Suga juga akan menghadapi pemungutan suara lain untuk kepemimpinan partainya pada 30 September. Ada beberapa desas – desus bahwa perantara kekuasaan di partai, Toshihiro Nikai, dapat menarik dukungannya untuk Suga demi kandidat lain. Satu nama yang diangkat sebagai penggantinya adalah [Seiko Noda].
Jika Olimpiade dibatalkan, ini juga akan berdampak besar bagi gubernur Tokyo yang populer, Yuriko Koike, pendukung sengit pertandingan tersebut. Dia terpilih kembali secara telak tahun lalu, tetapi partainya bisa menderita dalam pemilihan lokal Juli ini jika pertandingan tidak dilanjutkan.
Lalu ada biaya finansial untuk negara. Setelah penundaan Maret lalu, biaya resmi permainan naik 22% menjadi US $ 15,4 miliar, meskipun audit oleh pemerintah menunjukkan biaya sebenarnya menjadi $ 25 miliar.

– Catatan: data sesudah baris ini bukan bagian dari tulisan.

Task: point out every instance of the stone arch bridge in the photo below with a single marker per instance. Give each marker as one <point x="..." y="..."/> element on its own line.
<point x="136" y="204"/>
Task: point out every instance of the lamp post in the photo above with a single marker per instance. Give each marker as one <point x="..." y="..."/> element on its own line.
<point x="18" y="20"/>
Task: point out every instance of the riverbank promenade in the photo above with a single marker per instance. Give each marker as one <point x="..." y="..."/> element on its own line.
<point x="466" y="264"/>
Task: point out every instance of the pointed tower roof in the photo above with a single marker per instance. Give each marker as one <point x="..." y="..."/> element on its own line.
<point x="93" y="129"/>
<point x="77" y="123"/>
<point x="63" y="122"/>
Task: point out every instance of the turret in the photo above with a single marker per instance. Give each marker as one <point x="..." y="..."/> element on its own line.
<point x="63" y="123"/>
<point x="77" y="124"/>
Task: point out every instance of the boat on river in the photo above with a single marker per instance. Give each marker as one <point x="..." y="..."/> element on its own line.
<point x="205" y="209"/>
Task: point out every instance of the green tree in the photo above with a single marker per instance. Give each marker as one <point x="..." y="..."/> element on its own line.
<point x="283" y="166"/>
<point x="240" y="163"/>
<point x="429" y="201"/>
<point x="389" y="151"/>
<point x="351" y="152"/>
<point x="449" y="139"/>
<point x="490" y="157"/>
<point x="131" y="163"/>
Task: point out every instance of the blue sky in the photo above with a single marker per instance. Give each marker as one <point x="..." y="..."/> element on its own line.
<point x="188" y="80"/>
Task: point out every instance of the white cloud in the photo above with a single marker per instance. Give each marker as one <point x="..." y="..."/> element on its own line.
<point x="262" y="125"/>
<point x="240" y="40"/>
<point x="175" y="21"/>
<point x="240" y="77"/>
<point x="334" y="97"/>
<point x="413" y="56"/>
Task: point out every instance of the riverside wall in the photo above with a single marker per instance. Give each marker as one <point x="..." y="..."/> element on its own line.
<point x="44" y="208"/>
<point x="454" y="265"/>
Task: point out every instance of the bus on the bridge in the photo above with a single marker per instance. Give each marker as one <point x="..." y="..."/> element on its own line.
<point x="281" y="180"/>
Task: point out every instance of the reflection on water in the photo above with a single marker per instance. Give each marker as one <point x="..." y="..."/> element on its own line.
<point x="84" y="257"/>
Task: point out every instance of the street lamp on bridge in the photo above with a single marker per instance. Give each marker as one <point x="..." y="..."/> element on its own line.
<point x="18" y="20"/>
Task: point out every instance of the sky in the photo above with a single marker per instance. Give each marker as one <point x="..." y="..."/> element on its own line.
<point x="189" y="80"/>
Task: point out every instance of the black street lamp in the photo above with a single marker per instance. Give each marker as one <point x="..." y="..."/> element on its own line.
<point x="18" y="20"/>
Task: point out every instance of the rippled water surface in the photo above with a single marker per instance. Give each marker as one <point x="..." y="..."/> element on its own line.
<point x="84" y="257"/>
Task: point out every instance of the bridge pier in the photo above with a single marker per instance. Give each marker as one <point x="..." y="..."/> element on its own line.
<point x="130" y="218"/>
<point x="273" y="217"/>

Pemerintah, juga, bertanggung jawab atas semua biaya, kecuali $ 6,7 miliar dalam anggaran operasional yang didanai swasta.

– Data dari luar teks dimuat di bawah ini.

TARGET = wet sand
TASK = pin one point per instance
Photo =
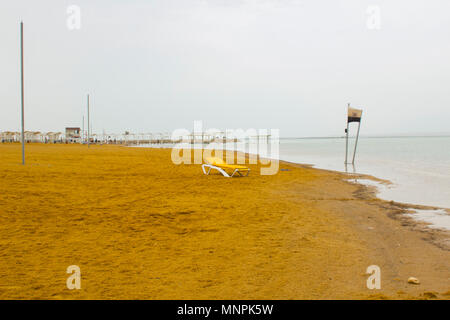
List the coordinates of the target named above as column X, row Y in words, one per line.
column 140, row 227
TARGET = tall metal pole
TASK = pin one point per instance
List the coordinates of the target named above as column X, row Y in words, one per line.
column 346, row 138
column 89, row 134
column 356, row 142
column 82, row 132
column 22, row 92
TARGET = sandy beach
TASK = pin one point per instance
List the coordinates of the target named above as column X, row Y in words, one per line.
column 140, row 227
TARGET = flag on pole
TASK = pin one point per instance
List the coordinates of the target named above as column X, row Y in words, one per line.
column 354, row 115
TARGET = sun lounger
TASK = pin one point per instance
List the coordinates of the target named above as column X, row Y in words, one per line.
column 221, row 166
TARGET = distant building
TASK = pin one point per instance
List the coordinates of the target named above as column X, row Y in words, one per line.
column 73, row 134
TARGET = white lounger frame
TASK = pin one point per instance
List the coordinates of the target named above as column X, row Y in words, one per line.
column 210, row 167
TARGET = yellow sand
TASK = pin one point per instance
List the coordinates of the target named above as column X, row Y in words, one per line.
column 140, row 227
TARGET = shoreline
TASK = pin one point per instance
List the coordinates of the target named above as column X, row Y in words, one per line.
column 141, row 227
column 361, row 176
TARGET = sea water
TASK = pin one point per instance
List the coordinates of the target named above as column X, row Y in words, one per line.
column 418, row 168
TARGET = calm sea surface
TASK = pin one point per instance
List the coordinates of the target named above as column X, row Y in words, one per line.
column 418, row 167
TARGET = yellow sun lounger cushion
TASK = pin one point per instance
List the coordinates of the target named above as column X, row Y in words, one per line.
column 220, row 165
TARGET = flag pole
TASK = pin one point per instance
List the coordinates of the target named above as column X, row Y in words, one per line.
column 22, row 93
column 89, row 135
column 346, row 138
column 356, row 142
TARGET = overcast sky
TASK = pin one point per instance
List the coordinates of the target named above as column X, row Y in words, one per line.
column 158, row 65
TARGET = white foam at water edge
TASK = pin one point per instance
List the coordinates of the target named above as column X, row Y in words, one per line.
column 436, row 219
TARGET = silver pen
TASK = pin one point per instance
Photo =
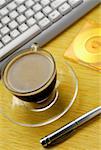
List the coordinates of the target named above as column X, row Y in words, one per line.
column 70, row 127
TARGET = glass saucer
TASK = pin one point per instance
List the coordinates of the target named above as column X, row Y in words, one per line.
column 34, row 115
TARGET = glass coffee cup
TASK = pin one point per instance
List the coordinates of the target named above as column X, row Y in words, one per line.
column 31, row 76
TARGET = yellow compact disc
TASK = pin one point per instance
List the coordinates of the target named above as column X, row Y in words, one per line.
column 87, row 45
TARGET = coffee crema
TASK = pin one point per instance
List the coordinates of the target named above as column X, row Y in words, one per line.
column 31, row 75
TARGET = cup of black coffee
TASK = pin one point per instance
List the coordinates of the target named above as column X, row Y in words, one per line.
column 31, row 75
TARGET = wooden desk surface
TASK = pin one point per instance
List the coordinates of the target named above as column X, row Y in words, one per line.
column 15, row 137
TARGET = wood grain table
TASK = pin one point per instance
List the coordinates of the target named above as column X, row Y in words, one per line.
column 88, row 137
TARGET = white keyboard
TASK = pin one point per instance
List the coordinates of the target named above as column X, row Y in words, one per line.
column 24, row 22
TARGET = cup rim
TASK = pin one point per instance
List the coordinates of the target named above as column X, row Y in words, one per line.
column 33, row 92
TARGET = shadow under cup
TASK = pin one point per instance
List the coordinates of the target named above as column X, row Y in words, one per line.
column 31, row 76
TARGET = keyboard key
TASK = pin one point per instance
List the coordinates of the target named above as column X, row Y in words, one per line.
column 4, row 30
column 13, row 14
column 45, row 2
column 6, row 39
column 29, row 13
column 75, row 3
column 39, row 15
column 55, row 4
column 44, row 23
column 2, row 3
column 31, row 21
column 37, row 7
column 11, row 6
column 21, row 19
column 0, row 25
column 54, row 16
column 13, row 25
column 47, row 10
column 18, row 2
column 15, row 33
column 4, row 11
column 65, row 8
column 1, row 45
column 23, row 27
column 29, row 3
column 21, row 8
column 5, row 20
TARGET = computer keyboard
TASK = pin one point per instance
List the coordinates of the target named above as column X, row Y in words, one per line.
column 24, row 22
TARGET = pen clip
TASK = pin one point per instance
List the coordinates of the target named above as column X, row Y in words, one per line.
column 63, row 137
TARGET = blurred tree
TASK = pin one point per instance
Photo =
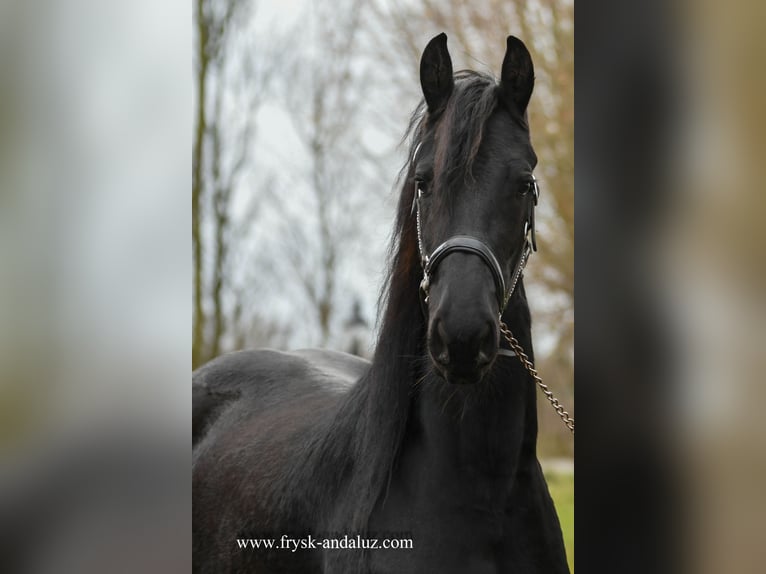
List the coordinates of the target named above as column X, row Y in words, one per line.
column 325, row 94
column 226, row 77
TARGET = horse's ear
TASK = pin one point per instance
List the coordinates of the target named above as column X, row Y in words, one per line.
column 436, row 73
column 518, row 75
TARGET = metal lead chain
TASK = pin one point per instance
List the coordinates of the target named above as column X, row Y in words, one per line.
column 568, row 420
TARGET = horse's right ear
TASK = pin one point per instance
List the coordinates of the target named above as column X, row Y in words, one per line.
column 436, row 73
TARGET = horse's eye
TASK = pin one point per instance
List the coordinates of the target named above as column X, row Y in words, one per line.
column 526, row 187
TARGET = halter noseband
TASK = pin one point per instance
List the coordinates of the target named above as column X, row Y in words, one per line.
column 472, row 245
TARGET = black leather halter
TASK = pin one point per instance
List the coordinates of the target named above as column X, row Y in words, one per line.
column 472, row 245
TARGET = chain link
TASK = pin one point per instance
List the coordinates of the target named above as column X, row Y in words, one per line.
column 568, row 420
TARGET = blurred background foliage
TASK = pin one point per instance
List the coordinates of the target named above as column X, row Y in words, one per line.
column 299, row 110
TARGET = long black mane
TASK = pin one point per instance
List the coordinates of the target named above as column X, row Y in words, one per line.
column 358, row 449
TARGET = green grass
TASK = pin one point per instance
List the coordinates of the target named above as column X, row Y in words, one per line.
column 562, row 490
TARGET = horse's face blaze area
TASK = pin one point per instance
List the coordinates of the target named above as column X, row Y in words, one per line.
column 483, row 197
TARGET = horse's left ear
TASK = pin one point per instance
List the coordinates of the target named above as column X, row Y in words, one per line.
column 518, row 76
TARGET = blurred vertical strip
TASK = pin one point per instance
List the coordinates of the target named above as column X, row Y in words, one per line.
column 626, row 114
column 670, row 280
column 95, row 109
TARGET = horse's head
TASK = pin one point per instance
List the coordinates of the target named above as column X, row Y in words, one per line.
column 474, row 195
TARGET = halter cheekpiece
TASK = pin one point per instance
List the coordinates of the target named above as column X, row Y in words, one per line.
column 472, row 245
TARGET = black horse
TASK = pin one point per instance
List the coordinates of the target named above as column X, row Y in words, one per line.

Ini akan menambah defisit fiskal yang sangat besar dan hutang publik yang telah membengkak karena pengeluaran stimulus untuk melawan pandemi. Rancangan anggaran yang diajukan ke Diet minggu ini diperkirakan mencapai rekor 106,6 triliun yen, atau US $ 1 triliun.
Estafet obor Olimpiade akan dimulai di Fukushima pada 25 Maret, yang menunjukkan tenggat waktu untuk keputusan akhir apakah pertandingan dapat dilanjutkan.

IOC mengatakan Olimpiade tidak dapat ditunda lebih jauh dan harus dibatalkan jika tidak dapat dimulai dengan aman pada bulan Juli.
Kecuali jika pemerintah Suga dapat dengan cepat menangani pandemi dengan lebih efektif, mereka mungkin akan segera menemukan penyelenggara pertandingan telah terlepas di luar kendalinya – dan juga nasib politiknya.